- Directed by: Douglas Hickox
- Written by: Jack DeWitt Stanley Mann Garry Michael White
- Screenplay by: Jack DeWitt Greg MacGillivray
- Produced by: Terry Morse Jr. Sandy Howard
- Starring: James Coburn Susannah York Robert Culp
- Cinematography: Jim Freeman Greg MacGillivray Ousama Rawi
- Edited by: Malcolm Cooke
- Music by: Lalo Schifrin
- Production company: 20th Century Fox
- Distributed by: 20th Century Fox
- Release date: March 26, 1976;
- Running time: 91 min
- Country: United States
- Language: English
- Box office: $4.9 million (worldwide)

= Sky Riders =

Sky Riders (also known as Assault on the Forbidden Fortress) is a 1976 American action film directed by Douglas Hickox and starring James Coburn, Susannah York and Robert Culp.

The rescue sequences were filmed in Meteora in Greece where the finale of the later James Bond film For Your Eyes Only was also set later in 1981.

On January 17, 2012 the film was released on DVD through Shout! Factory as part of a double feature with The Last Hard Men.

==Plot==
In Greece, the wife and children of American businessman Jonas Bracken are kidnapped by a radical group, the World Activist Revolutionary Army, who demand a ransom of $5 million for their safe return. Bracken raises the ransom money from selling off parts of his business empire, but the kidnappers then make further demands, requiring Bracken to use the money to purchase arms and ammunition for them. Inspector Nikolidis of the Greek police is put in charge of case. Jim McCabe, a smuggler who is Ellen Bracken's ex-husband and father to their son, reads about the kidnapping in the newspapers and meets with Bracken.

Police trace a radio signal used by the kidnappers and close in on the location, only to discover it is a decoy. A booby-trap detonates, killing several officers including Nikolidis's nephew. Nikolidis and McCabe agree that the kidnappers must be stopped, perhaps by any means. The kidnappers send a photograph of Ellen and the children as proof that they are still alive and, without the police knowing, McCabe uses a contact to trace their location based on a painted fresco in the background of the photo.
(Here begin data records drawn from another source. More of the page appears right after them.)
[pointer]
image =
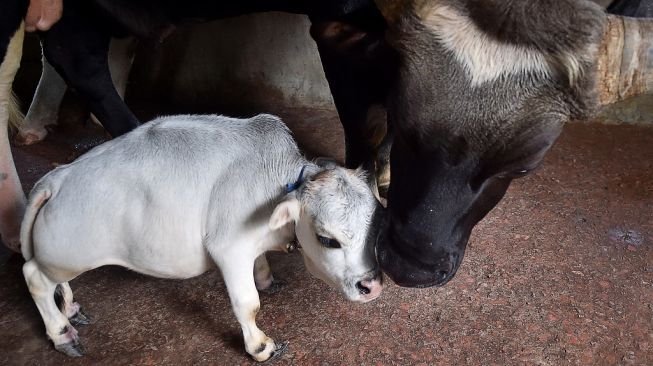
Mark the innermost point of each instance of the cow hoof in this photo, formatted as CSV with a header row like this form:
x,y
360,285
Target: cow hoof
x,y
274,288
80,318
30,136
72,349
279,349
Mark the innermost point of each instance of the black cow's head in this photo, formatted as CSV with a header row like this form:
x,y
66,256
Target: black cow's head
x,y
482,92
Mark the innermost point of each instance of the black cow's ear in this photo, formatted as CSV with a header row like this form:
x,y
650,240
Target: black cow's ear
x,y
326,163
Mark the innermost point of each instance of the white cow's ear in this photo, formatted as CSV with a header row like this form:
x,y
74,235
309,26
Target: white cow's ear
x,y
285,212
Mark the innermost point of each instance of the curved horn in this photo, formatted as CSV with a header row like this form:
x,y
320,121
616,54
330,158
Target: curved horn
x,y
625,61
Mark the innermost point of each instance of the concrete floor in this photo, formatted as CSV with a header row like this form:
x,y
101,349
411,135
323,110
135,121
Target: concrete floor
x,y
561,272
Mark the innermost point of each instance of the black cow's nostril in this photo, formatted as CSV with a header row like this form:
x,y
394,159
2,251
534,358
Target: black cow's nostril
x,y
362,289
442,276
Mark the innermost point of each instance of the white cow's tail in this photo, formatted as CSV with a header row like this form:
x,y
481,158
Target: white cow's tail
x,y
16,116
37,199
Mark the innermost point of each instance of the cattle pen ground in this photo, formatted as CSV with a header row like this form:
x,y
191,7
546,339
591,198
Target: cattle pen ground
x,y
560,272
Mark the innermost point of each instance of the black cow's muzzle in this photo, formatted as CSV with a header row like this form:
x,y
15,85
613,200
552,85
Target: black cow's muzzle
x,y
409,270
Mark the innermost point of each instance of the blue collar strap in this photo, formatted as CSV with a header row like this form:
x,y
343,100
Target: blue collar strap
x,y
293,186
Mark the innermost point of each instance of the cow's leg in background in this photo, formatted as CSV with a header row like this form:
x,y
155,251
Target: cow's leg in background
x,y
78,51
50,91
12,198
44,108
357,66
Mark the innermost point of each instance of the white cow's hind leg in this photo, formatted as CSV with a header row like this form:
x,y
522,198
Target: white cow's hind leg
x,y
12,198
237,274
44,109
263,278
71,309
57,326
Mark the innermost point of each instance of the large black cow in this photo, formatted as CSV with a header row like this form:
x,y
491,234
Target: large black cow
x,y
476,92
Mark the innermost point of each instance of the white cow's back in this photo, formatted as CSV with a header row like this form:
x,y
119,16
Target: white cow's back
x,y
148,200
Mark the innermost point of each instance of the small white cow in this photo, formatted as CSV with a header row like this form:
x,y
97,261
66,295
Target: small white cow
x,y
179,193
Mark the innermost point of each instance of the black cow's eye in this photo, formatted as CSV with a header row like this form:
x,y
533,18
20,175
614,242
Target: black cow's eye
x,y
328,242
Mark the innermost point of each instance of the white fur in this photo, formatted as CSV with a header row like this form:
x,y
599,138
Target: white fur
x,y
180,193
12,199
50,91
484,58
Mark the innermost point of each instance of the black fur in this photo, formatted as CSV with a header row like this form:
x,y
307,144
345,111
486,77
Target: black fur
x,y
457,147
632,8
12,13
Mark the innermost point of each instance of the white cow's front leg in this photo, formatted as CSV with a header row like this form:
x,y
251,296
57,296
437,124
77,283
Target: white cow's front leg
x,y
237,274
44,109
71,309
57,326
265,281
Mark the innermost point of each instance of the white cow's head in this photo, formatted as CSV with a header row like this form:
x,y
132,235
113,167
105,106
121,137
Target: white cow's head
x,y
332,212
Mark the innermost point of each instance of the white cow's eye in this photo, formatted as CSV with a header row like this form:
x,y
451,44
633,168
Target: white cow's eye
x,y
328,242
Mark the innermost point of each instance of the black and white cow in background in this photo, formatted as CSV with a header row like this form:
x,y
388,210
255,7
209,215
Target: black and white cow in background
x,y
174,196
476,92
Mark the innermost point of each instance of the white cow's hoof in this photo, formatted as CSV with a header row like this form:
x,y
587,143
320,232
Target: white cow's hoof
x,y
74,347
79,318
275,287
268,350
30,136
280,349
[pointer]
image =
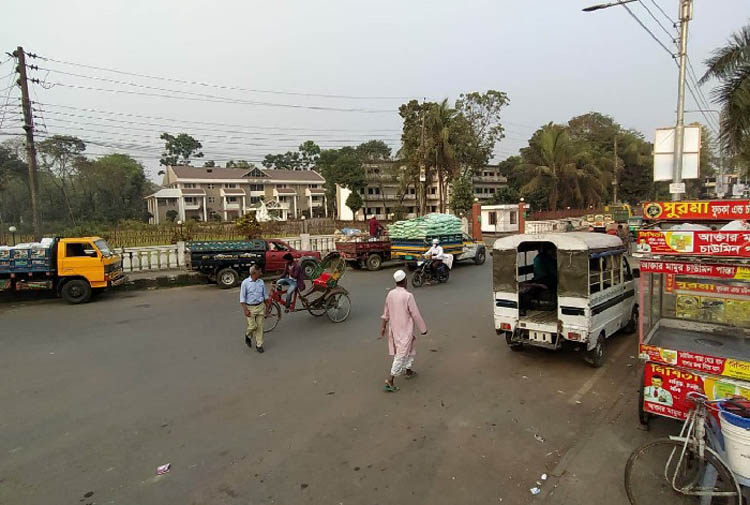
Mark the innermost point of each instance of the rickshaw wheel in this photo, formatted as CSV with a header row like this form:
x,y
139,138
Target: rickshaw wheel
x,y
317,307
338,307
272,317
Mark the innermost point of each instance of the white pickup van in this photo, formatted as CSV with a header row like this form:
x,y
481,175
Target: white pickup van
x,y
561,289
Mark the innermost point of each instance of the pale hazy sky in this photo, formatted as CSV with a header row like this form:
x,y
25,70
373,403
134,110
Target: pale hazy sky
x,y
553,60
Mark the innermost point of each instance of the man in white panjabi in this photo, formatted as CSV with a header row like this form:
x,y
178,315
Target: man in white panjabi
x,y
399,317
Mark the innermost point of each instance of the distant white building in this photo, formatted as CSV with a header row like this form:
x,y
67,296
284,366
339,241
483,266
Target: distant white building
x,y
500,218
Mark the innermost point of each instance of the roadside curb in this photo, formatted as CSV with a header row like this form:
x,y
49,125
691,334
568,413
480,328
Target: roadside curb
x,y
165,281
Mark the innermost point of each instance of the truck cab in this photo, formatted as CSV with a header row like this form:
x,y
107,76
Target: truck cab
x,y
85,264
75,267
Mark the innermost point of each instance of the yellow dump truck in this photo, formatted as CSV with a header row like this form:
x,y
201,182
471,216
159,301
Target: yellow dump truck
x,y
75,268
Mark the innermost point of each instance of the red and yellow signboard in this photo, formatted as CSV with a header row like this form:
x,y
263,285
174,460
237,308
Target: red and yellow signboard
x,y
697,243
696,269
716,210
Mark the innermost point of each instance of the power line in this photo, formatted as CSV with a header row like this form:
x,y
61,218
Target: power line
x,y
220,86
126,114
674,23
224,100
669,34
648,30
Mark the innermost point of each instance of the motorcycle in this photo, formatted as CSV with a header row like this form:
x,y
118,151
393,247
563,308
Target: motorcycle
x,y
425,273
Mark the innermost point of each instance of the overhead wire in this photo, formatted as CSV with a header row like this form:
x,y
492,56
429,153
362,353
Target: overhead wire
x,y
671,35
220,86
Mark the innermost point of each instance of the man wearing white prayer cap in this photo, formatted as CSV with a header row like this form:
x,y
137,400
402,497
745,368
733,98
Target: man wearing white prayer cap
x,y
399,316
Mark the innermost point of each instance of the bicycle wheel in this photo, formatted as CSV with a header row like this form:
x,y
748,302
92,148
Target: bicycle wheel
x,y
272,318
648,480
338,307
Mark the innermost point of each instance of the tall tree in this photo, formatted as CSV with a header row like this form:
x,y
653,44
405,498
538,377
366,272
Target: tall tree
x,y
730,65
304,158
179,149
552,163
60,155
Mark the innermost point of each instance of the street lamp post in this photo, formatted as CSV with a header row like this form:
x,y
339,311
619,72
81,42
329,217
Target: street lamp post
x,y
720,190
686,13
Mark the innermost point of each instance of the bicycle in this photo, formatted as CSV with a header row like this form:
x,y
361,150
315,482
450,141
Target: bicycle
x,y
692,469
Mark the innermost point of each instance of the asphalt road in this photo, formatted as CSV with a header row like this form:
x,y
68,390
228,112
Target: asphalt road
x,y
95,397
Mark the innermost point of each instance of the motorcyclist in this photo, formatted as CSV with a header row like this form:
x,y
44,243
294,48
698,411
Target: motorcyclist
x,y
436,253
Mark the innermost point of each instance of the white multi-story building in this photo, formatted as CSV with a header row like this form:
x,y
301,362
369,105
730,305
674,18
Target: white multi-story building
x,y
205,193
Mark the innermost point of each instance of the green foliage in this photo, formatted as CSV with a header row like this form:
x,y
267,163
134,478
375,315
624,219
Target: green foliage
x,y
462,197
179,149
374,150
555,163
505,195
248,226
730,65
343,167
304,158
354,201
239,164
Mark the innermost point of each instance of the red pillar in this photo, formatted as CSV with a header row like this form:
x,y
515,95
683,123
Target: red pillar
x,y
476,221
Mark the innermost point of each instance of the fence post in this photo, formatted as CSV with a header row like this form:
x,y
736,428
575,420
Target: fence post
x,y
180,253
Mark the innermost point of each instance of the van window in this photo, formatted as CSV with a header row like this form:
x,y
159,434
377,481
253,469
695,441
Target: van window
x,y
572,268
595,275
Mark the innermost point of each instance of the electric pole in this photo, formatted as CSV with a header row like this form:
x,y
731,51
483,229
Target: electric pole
x,y
614,172
686,12
28,120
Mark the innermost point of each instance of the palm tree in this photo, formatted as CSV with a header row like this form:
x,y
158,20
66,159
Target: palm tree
x,y
554,163
440,122
730,64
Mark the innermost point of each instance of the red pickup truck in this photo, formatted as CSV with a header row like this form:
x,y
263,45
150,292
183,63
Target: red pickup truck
x,y
227,262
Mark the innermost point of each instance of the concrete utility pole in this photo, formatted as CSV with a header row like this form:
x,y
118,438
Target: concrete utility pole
x,y
686,12
614,172
28,120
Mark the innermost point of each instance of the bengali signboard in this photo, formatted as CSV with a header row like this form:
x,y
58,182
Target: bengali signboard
x,y
696,269
699,243
715,210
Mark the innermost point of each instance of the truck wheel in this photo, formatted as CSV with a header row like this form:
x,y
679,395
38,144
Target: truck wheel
x,y
417,279
76,291
633,323
480,257
227,278
596,357
308,269
373,262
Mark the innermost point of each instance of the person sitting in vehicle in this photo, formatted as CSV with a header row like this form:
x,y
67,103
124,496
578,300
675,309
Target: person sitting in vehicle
x,y
436,253
293,278
545,268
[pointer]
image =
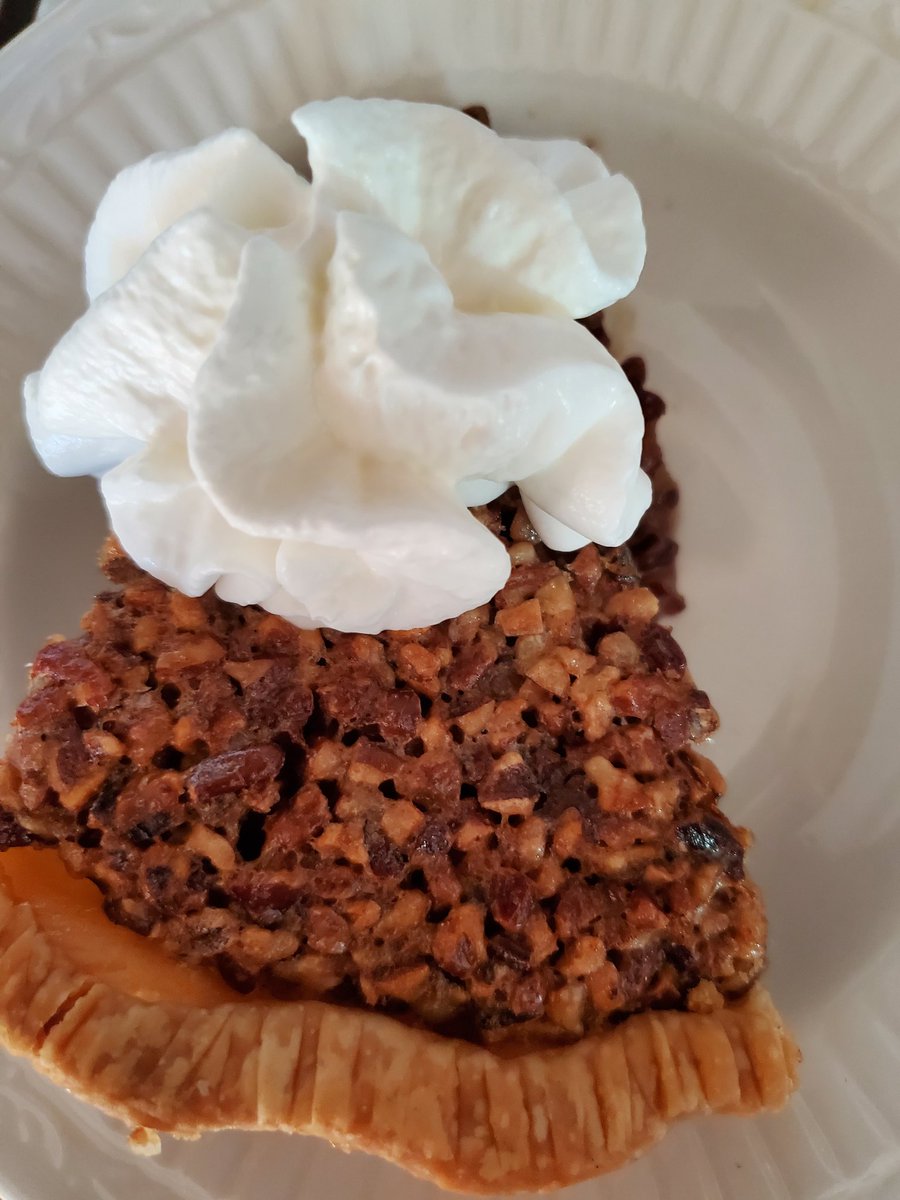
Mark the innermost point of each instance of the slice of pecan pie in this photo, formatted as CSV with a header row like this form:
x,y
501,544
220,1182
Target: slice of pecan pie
x,y
459,895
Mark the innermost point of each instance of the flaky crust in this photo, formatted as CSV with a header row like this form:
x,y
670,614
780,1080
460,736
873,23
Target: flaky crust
x,y
454,1113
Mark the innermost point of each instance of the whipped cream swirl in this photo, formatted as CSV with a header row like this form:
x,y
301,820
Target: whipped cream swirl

He discovers that they are being held in a remote cliff-top monastery.

McCabe finds a hang glider flying circus and hires them to take part in a rescue mission. When Nikolidis discovers that McCabe has gone to free Bracken's family, the police decide to launch their own rescue plan and move in. McCabe's team use their hang gliders to infiltrate the monastery and free the hostages, but are discovered as they are leaving. While a gun battle ensues between the kidnappers and the police at the monastery, McCabe's team and the hostages are pursued and eventually escape on their hang gliders. The head kidnapper chases them in a helicopter, which McCabe forces to crash land. The head kidnapper then commits suicide rather than be captured and Bracken is reunited with his family.

==Cast==
- James Coburn as Jim McCabe
- Susannah York as Ellen Bracken
- Robert Culp as Jonas Bracken
- Charles Aznavour as Insp. Nikolidis
- Harry Andrews as Auerbach
- John Beck as Ben
- Zouzou as Female terrorist
- Kenneth Griffith as Wasserman
- Werner Pochath as Terrorist #1
- Anthony Antypas as Dimitri
- Telis Zotos as Bracken's secretary
- Nikos Tsachiridis as Gatekeeper
- Ernie F. Orsatti as Joe
- Barbara Trentham as Della
- Henry Brown as Martin

==Production==
Coburn's casting was announced in May 1975. The film was part of a slate of productions from Sandy Howard.

The movie was shot in Greece under the title of Hostages.

After an explosion on the set of Sky Riders in which a Greek electrician died, producer Terry Morse Jr. was arrested and producer Sandy Howard was detained for several weeks. A $250,000 out-of-court settlement was made, which one Variety article called a "bribe" so the crew member responsible would not be imprisoned.

==Reception==
The film was a failure at the box office in the US but did better internationally.

Howard hired Jack Hill to write a sequel. He later said "I pitched them my idea, which they thought was good, and I wrote the script. Well, it turned out that the movie was a big flop and no one could understand why. I knew why, it was because they had the theory that it should be wall to wall action and there is nothing more boring." Hill then wrote City on Fire and Death Ship for Howard.

In 2025, The Hollywood Reporter listed Sky Riders as having the best stunts of 1976.